Au XIIe siècle, Henri II Plantagenêt fait ériger des remparts et creuser un fossé pour protéger la forteresse sur son flanc sud. En 1193, la place-forte est cédée par Jean Sans Terre à Philippe-Auguste. Ce dernier y affrontera Richard Cœur de Lion dans un siège qui, selon la légende, ne durera que trois heures. Il faut attendre le milieu du XIIIe siècle pour que la forteresse soit intégrée au domaine royal par Saint-Louis. Un premier logis est alors édifié au XIVe siècle, à quelques pas du donjon, par le duc Louis Ier d’Anjou. Dès lors, la Cité ne connaîtra plus d’affrontements majeurs.
Jeanne, Agnès et Anne
Malgré l’austérité apportée par la Guerre de Cent Ans, c’est sous le règne de Charles VII que la forteresse s’étoffe et devient une résidence royale à part entière. En mai 1429, dans la grande salle du château, le dauphin Charles rencontre Jeanne d’Arc, de retour d’Orléans. C’est ici que la pucelle le convainc de la suivre à Reims pour y être couronné. Le sacre aura lieu quelques mois plus tard. Mais c’est pour l’amour d’une autre femme que le souverain se rendra régulièrement à Loches les années suivantes.
En 1443, Charles VII rencontre la belle Agnès Sorel, demoiselle de compagnie d’Isabelle de Lorraine. Immédiatement conquis par sa beauté et son esprit brillant, Charles VII la fait nommer demoiselle d’atours de son épouse Marie d’Anjou et la présente bientôt à la cour comme sa favorite officielle. À partir de 1444, Agnès Sorel réside régulièrement à Loches et poursuit les travaux initiés au logis royal. Pendant près de sept ans, le couple va vivre une grande histoire dont naîtront trois filles, légitimées par Louis XI. Morte en couche à l’âge de 28 ans, la jeune favorite est inhumée dans le latéral gauche de la collégiale Saint-Ours à Loches, où l’on peut aujourd’hui admirer son magnifique gisant de marbre.

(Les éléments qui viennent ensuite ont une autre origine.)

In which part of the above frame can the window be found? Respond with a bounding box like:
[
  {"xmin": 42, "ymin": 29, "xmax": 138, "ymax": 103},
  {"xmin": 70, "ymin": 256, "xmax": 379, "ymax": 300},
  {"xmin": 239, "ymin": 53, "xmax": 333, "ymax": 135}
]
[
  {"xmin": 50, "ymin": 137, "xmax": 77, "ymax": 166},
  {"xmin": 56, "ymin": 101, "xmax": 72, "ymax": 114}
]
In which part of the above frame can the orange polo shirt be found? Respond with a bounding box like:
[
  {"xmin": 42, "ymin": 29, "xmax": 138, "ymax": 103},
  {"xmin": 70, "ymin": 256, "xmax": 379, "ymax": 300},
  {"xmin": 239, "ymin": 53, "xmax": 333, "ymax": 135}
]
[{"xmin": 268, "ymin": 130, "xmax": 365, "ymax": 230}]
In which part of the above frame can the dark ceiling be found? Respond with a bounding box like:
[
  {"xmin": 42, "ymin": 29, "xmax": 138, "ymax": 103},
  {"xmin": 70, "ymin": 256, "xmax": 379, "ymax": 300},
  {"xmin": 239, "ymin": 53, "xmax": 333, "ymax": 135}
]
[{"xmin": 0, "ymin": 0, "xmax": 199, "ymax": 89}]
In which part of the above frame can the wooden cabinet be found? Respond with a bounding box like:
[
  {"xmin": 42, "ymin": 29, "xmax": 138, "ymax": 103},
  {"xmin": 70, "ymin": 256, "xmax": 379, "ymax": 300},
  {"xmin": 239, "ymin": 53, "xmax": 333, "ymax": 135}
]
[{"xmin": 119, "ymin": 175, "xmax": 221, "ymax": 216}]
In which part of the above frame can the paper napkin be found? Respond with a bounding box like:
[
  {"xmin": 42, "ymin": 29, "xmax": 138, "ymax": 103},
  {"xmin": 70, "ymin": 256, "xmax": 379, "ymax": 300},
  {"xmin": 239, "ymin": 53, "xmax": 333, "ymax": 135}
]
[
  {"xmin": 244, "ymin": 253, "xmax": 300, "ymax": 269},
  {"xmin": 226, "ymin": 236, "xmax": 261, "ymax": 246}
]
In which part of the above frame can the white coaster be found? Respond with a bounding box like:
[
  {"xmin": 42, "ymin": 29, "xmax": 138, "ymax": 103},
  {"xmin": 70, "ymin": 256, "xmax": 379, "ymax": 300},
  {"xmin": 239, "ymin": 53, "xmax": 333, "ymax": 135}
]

À la fin du XVe siècle, le logis est agrandi à la demande de Louis XII et d’Anne de Bretagne. Jusqu’à sa mort, cette dernière effectue à Loches de longs séjours, notamment après le décès brutal de Charles VIII. Parmi les ajouts commandés par la reine, une nouvelle aile, dans l’axe du logis de Louis d’Anjou, et un magnifique oratoire de style gothique flamboyant.
Une prison de tuffeau
Pendant ce siècle qui vit passer de nombreux personnages illustres, le donjon devient une prison d’État. Des prisonniers politiques de haut rang y sont enfermés comme Jean II d’Alençon, Philippe de Commynes, Jean de Poitiers ou encore Ludovic Sforza, Duc de Milan, auquel on attribue de magnifiques peintures sur la paroi d’un des cachots du martelet (tour semi-souterraine du donjon).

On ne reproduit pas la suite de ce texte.